The greatest gift for me during this pandemic was the time with my family. We had dinner together every night during the initial quarantine. Despite the fact that we were not able to gather for Eucharist around the table of the Lord, we had the gift of a different kind of Eucharist, a different meal of thanksgiving. In the Eucharist, we are nourished, we are strengthened. Well, my family and I found nourishment in our dinners together as we shared our frustrations and our joys, as we shared in laughter and appreciated just being together. This pandemic gave me a greater appreciation for the gift of my family.

It’s not easy being parents today. It certainly isn’t. That’s why we need faith, that’s why we need the Eucharist. We need to be strengthened and nourished by the example and words of Christ, but we also need to be connected to each other. Our children may not always enjoy attending Mass. They may not always see religion as cool or relevant or really making a difference in their lives, but we must give them that gift of faith. That gift of faith will help them get through these challenging times. It will help them deal with their losses, deal with the challenges of feeling disconnected when they are forced to go to school virtually and when they are not able to spend time with their friends. I have encountered many students this year who are struggling with these losses and are having a difficult time seeing the positive. A gift of faith will help them have greater respect for themselves and others, especially in this time when so many feel lost on the margins. If we guide our children in their faith, we can call them to a greater awareness of seeing all as children of God who have dignity and worth, thus helping them to see that dignity and worth within themselves.

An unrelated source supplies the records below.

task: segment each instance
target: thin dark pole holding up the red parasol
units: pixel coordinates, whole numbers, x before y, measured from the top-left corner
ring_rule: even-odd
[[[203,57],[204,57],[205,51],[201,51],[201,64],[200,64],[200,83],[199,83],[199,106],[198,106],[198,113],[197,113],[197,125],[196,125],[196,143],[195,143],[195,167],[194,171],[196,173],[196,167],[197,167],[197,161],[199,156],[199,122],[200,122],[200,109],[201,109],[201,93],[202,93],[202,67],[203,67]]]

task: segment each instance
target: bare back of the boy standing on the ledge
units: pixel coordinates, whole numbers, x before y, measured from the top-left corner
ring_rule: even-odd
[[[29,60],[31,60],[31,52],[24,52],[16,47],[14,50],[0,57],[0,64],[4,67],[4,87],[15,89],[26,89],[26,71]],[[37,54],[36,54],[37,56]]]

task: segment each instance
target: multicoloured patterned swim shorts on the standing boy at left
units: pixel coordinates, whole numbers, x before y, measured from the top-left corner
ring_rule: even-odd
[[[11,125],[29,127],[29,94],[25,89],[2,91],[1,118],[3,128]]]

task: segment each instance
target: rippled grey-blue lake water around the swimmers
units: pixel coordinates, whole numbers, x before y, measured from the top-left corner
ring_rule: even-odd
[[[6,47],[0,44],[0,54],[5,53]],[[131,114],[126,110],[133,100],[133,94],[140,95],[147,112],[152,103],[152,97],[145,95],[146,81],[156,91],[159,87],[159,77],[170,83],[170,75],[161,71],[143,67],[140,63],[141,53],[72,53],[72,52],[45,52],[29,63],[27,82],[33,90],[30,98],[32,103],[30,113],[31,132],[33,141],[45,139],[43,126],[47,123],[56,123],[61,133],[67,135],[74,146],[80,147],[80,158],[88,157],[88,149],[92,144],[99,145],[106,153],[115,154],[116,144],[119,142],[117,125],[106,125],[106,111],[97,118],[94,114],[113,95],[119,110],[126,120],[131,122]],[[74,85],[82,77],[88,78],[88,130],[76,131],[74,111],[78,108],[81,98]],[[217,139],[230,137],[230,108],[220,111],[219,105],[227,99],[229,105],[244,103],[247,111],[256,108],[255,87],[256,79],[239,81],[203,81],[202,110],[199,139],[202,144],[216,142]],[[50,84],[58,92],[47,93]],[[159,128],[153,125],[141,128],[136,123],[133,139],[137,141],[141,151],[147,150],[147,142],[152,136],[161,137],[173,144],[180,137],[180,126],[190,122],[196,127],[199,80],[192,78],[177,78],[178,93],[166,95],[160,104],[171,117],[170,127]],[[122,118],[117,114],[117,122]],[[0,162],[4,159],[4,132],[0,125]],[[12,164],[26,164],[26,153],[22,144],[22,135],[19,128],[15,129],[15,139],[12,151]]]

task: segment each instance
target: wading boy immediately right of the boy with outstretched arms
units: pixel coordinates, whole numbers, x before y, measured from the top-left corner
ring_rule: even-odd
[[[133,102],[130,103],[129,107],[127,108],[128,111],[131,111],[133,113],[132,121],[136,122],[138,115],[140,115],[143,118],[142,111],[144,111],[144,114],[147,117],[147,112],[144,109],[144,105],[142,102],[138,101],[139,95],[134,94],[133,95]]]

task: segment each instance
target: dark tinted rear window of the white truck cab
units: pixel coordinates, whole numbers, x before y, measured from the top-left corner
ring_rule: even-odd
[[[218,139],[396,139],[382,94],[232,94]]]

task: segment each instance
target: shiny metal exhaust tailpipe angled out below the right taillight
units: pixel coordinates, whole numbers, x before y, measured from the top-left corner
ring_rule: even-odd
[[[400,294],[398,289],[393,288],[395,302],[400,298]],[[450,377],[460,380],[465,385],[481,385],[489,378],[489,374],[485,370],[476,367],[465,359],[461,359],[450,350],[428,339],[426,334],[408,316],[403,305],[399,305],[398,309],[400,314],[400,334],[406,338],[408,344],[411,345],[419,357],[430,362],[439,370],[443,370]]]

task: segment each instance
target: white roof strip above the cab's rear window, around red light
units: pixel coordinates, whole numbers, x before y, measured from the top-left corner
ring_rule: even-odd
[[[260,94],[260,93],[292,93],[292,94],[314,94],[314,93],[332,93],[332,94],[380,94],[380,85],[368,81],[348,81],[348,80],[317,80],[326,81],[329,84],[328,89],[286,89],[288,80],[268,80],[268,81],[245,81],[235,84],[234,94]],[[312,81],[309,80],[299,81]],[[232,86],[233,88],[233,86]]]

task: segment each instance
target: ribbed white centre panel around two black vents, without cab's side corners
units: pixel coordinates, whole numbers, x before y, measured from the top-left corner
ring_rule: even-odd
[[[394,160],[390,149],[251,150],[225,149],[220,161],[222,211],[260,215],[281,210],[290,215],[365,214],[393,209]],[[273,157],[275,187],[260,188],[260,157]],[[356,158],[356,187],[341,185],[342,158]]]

I recently completed a 30-day retreat with the men’s group at my parish that I mentioned earlier. The retreat challenged us to look at our various roles as son, father, husband, and friend. Each day provided a reflection and some days the reflections were pretty challenging. They made you take an honest look at your imperfections. The real challenge, however, was sharing these imperfections with your partner in the retreat. This really held you accountable to truly enter into the retreat and not simply go through the motions. It really called us to take an honest look at ourselves and our relationship with God. At the end of the retreat, we gathered together to share our experiences. The men in the group ranged in age from 25 to 60. The reactions were pretty amazing. One of the men who was in his 50s said, “Wow! I really wish I had this when I was in my teens and twenties. Maybe I would not have been such an idiot.” Another guy said, “I’m glad I have this now, because I don’t know what I would have done with it when I was in my teens.” My response to all of that is, “God meets us where we are, when we are. He is always reaching out to us and is ready for us when we are ready for him. However, we cannot respond if we don’t have the gift of faith.” Let’s be thankful we have that gift and let’s do all we can to give it to those we love as we do our best to Carry our Sons to the Father.